Monday, April 18, 2016

Perahia frames piano recital with classical restraint

Acclaimed pianist Murray Perahia gave a brilliantly reserved performance of works by Haydn, Mozart, Brahms and Beethoven to a very large audience that filled most of the capacious Arlene Schnitzer Concert Hall on Sunday afternoon (April 10th). Perahia’s performance, which was part of Portland Piano International’s recital series, avoided emotional excesses in favor of a more restrained, classical style that worked well for the most part, but his playing didn’t put the concert into the transcendent sphere.

Right from the start, Perahia gave a clear-eyed, refined sense of Haydn’s Variations in F minor. Crystalline passages flowed effortlessly from the Steinway grand, and the slower, sadder passages were elegantly stated. But Perahia shied away from making more of an emotional statement at the end of the piece, which made the piece oddly unsatisfying.

Perahia loosened up a bit more with Mozart’s Sonata No 8 in A Minor. His playing was playful and almost carefree. He took extra care to make the softest sections wonderfully gentle. But his immaculate playing hinted at the tragic sensibility in the dissonances of the Andante cantabile con espressione, but he kept the mood confined.

In his playing of five selections by Brahms, Perahia used his impeccable control to allow the leading lines to be heard over top of the thick textures. The Intermezzo in A Major, Op. 118, No. 2 – easily the most familiar of the selections – with its beautiful, nostalgic melody, didn’t drip with sentimentality and instead flowed very naturally. His feather-light playing of the Intermezzo in E minor, Op 119, No 2 generated a quick burst of applause. The Ballade in G minor, Op. 118, No 3, Intermezzo in C Major, Op. 119, No. 3, and Capriccio in D minor, Op. 116, No 1 also received marvelous interpretations from Perahia.

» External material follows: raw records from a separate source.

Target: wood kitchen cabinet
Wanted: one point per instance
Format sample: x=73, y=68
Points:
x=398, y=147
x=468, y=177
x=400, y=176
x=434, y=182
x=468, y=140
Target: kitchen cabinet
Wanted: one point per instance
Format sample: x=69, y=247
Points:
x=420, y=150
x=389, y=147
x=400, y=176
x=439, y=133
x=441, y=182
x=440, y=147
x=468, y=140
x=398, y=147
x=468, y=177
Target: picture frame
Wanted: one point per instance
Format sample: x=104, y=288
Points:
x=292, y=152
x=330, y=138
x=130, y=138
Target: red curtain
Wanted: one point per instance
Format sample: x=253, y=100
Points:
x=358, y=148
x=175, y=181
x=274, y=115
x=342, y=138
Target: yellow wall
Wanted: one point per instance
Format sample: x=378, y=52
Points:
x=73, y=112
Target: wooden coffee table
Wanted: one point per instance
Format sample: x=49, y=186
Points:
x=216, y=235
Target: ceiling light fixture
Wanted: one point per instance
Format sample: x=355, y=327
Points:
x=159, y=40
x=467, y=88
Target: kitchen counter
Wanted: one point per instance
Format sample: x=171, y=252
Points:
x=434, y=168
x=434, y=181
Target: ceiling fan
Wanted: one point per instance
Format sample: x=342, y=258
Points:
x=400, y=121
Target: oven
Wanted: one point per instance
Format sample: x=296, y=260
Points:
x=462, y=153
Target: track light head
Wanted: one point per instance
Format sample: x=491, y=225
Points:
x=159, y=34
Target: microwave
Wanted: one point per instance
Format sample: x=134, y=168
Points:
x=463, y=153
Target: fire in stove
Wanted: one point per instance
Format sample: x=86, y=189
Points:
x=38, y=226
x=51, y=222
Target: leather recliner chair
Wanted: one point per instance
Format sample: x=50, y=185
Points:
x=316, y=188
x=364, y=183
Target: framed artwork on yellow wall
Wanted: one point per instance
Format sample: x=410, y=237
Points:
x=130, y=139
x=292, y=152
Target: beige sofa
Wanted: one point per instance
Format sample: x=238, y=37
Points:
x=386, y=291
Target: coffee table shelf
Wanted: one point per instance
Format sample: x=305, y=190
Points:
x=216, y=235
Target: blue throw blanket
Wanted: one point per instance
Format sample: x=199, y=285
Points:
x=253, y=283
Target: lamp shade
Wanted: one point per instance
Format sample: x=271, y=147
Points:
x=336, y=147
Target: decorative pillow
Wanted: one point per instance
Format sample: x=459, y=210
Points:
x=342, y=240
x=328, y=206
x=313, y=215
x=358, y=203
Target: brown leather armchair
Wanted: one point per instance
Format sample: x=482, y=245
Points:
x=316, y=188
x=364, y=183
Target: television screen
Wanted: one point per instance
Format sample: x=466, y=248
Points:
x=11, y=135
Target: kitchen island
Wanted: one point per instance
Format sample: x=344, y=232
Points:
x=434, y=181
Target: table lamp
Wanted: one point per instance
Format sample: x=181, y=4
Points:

The big mountain in the program was Beethoven’s Piano Sonata No. 29 in B-flat Major, known as the “Hammerklavier,” a near hour-long excursion that features some of the most demanding dynamic contrasts in the repertoire. Perahia launched fearlessly into the massive chords of the Allegro, and excelled with the blastissimo effects. He also successfully created a hot and cold atmosphere for the Scherzo in which jokey passages became briefly darker and almost sour before returning to their lightheartedness. He explored the gravitas and moody nature of the Adagio sostenuto with great success, evoking the sense of someone fighting through clouds to get to the sunshine. In the final movement (Largo; Allegro; Allegro resoluto), Perahia exhibited wonderfully delicate playing and execute the impossibly complex fugue section with terrific speed and dexterity. But the final measures were understated and anti-climactic – which was a real shame considering the length and breadth of the journey.

The audience rewarded Perahia with massively loud applause that brought him back to the stage five times. It seemed that people hoped to elicit an encore from him, but it was not to be. He looked exhausted by the end of the “Hammerklavier” and politely left the stage with a weary smile.

One odd thing that I found about the recital was that the piano and pianist were positioned in the center of the stage area, which was fairly far from the audience. It would seem that the artist would want to be closer, but the positioning gave me the feeling that Perahia didn’t want that closeness. As a result the performance atmosphere was not as warm as it could have been.